Отец Александр Борисов: Ну, это какая-то, знаете, незрелость, это какое-то восприятие людей, которые вроде по годам взрослые, а психологически еще дети. Вот как для детей свойственно бояться чужих, вот папу и маму они знают, тетка пришла – тоже хорошо, а соседка или незнакомый человек – сразу боятся, пугаются, вот такая детская реакция и у нас. Эти люди же, они еще дети, они пришли в церковь совсем недавно и к Евангелию тоже. Когда они уже окрепнут, не будут бояться чужих, понимать, что скорее, наоборот, с ними нужно общаться, что-то важно им из своего опыта сказать, тогда будет и другое отношение. Кстати, очень хорошо, что вы вспомнили святителя Николая, он как раз издавна является покровителем экуменизма, потому что он прославлен был на Востоке, а мощи его – на Западе, и как раз с Востока на Запад и западные христиане, и восточные его почитают, причем восточные в большей мере, даже молятся ему вообще не христиане, и китайцы, и мусульмане.

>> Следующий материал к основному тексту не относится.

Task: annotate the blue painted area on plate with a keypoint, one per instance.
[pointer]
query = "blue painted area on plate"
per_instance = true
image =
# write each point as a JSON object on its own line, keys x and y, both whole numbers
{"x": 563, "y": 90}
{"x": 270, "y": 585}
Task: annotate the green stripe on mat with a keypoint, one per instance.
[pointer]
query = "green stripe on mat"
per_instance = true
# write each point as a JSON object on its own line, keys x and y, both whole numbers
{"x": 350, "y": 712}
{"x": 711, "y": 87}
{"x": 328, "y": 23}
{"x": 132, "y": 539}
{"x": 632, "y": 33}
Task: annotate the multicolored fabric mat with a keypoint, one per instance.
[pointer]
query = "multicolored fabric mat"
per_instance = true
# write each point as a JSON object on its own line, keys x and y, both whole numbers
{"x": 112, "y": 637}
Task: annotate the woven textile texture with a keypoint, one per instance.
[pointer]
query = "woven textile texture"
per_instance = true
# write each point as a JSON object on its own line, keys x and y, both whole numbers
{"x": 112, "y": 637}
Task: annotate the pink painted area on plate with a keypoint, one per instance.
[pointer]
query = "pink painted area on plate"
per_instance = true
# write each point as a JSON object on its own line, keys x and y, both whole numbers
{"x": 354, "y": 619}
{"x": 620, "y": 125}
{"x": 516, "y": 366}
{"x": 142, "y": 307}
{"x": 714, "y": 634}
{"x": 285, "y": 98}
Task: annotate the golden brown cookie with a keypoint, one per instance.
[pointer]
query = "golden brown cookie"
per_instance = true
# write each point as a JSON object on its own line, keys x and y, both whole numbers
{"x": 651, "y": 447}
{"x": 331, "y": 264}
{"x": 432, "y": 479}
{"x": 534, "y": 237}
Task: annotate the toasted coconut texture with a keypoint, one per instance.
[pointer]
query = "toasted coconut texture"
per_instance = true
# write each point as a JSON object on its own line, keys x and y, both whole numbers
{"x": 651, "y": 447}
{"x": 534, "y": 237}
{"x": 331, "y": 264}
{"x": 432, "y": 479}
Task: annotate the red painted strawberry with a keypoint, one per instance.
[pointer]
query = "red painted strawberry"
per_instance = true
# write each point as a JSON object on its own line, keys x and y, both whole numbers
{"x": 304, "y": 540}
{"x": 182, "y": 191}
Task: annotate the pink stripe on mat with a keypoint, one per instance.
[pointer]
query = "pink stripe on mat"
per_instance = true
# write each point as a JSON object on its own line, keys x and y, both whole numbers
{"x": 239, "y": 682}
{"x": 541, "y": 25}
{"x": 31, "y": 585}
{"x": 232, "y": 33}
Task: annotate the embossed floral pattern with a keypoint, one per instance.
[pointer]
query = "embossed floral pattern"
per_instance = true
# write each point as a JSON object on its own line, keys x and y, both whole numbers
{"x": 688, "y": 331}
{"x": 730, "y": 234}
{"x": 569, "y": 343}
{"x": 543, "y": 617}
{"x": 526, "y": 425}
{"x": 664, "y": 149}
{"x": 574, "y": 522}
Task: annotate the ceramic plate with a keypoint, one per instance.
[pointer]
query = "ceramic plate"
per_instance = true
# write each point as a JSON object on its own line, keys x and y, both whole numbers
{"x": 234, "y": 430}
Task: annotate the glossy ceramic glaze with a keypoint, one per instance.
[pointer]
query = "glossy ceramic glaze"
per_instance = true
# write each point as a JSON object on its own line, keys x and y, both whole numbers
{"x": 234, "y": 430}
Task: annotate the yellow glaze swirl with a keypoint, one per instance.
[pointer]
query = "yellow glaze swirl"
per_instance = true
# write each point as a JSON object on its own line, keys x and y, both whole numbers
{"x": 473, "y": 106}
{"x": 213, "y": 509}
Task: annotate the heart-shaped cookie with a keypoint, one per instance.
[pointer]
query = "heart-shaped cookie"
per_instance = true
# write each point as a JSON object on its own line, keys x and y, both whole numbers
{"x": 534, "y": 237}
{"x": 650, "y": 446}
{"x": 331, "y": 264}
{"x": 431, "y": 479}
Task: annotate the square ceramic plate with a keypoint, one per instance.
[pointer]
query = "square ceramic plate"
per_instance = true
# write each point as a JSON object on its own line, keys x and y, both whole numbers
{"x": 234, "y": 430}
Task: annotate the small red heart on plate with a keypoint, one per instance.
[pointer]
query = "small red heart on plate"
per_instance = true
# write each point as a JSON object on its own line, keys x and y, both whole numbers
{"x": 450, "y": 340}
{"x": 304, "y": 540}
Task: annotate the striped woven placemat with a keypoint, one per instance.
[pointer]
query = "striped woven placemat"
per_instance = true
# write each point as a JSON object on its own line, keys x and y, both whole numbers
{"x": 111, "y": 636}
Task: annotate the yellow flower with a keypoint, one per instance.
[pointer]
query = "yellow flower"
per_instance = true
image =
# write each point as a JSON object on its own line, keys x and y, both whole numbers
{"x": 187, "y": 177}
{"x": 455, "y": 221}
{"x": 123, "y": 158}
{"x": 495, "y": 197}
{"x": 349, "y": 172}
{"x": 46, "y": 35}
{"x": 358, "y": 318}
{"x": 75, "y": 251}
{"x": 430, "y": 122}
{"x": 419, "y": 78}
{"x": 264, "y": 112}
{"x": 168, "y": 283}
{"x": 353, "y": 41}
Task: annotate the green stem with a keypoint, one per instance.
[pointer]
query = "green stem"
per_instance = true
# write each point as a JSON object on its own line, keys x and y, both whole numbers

Владимир Бабурин: Кстати, и доминиканцы, в частности, и католики в целом это признают.
Отец Александр Борисов: Так что святитель Николай, как раз его жизнь и судьба, и уже после его смерти почитание как раз является ярким примером, каким должно быть отношение христиан друг к другу.
Владимир Бабурин: Это был последний вопрос. И сейчас у журналистов есть по несколько секунд буквально, чтобы сформулировать, что же было самым главным, самым интересным в этой почти часовой беседе с протоиреем Александром Борисовым, настоятелем Храма Космы и Дамиана в Москве. Виктор Тимошенко, пожалуйста.

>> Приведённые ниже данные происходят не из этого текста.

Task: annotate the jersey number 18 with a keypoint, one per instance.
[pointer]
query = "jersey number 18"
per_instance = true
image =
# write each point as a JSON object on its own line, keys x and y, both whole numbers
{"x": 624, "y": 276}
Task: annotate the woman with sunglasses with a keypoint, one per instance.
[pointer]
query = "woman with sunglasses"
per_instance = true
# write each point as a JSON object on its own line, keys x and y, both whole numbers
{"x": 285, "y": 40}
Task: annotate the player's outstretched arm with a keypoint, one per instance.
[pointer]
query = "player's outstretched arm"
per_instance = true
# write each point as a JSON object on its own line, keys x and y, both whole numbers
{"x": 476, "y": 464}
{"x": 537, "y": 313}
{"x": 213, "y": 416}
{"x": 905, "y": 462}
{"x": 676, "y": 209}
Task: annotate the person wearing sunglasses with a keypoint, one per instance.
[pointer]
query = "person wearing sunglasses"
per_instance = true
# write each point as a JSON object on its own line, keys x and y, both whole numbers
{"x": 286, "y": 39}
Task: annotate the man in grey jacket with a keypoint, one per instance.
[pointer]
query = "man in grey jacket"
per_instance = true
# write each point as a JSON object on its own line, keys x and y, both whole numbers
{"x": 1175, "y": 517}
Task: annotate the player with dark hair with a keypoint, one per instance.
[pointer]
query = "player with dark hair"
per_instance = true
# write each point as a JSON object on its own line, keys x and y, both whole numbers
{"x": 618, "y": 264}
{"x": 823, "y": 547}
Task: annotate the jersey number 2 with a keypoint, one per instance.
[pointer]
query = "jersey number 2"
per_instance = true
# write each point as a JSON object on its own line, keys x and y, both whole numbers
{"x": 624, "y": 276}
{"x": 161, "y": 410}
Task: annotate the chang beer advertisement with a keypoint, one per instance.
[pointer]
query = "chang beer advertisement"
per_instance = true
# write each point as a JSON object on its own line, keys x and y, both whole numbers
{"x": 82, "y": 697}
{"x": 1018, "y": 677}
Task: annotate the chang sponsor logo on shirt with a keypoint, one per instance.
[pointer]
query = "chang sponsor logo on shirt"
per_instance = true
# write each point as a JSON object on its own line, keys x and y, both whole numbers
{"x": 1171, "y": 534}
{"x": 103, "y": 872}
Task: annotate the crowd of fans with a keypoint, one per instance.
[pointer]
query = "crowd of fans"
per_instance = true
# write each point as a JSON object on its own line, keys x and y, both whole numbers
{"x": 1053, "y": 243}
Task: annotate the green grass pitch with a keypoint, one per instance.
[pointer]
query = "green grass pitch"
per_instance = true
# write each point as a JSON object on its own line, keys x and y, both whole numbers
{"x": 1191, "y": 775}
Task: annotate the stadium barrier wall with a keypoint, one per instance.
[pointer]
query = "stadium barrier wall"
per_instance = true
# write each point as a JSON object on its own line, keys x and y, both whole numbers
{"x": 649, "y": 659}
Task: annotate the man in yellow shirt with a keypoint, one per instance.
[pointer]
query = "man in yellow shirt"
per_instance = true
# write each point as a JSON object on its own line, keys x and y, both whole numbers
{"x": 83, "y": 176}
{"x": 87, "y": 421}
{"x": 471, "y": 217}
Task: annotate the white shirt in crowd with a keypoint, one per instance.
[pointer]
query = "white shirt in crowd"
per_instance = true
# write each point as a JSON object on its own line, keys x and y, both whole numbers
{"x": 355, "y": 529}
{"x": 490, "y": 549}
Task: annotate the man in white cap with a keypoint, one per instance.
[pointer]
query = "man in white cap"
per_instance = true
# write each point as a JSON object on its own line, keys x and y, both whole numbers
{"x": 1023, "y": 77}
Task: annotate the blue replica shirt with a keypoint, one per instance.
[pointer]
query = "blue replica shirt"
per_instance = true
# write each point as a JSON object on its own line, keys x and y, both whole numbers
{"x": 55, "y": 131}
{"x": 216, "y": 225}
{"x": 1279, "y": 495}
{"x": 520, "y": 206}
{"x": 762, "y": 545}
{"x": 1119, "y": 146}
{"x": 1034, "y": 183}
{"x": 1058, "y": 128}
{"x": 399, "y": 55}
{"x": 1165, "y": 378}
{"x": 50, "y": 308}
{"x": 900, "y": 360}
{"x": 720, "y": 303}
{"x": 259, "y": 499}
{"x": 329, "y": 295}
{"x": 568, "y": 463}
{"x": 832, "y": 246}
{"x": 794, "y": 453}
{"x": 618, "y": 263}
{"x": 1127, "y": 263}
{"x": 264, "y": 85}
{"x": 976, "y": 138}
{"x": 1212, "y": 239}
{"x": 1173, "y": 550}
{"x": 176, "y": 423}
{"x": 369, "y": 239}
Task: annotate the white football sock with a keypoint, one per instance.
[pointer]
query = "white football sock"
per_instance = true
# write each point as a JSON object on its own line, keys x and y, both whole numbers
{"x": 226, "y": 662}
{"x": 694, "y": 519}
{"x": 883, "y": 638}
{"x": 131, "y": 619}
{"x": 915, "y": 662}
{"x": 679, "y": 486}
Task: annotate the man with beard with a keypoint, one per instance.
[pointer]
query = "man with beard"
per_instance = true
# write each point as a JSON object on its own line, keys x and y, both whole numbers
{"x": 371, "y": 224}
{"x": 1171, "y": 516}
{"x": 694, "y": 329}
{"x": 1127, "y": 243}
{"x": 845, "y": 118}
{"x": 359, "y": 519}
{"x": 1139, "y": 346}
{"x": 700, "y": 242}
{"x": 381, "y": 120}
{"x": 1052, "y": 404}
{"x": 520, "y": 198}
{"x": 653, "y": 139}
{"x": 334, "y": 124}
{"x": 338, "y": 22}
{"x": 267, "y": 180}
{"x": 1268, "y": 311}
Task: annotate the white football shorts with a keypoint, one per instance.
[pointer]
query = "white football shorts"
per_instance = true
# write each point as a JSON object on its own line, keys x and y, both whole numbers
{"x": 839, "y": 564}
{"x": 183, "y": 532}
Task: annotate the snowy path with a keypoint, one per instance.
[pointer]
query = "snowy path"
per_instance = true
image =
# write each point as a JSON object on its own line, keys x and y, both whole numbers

Виктор Тимошенко: Меня просто поразил отец Александр своей добротой, своим вниманием. А сейчас у меня просто праздник духа.
Отец Александр Борисов: Спасибо.
Владимир Бабурин: Дмитрий Беломестнов…
Дмитрий Беломестнов: Я хочу присоединиться к словам Виктора. И во-вторых, я человек не религиозный, но то, что говорит отец Александр, очень полезно мне и, наверное, другим людям для понимания того, чем живут сограждане, которые веруют, которые ходят в церковь.
Владимир Бабурин: И я закончу. Мы достаточно давно с отцом Александром знакомы, еще с тех пор, как он был депутатом Московского совета. Знаете, мне, как всегда в этой программе, не хватило времени. Спасибо, что пришли.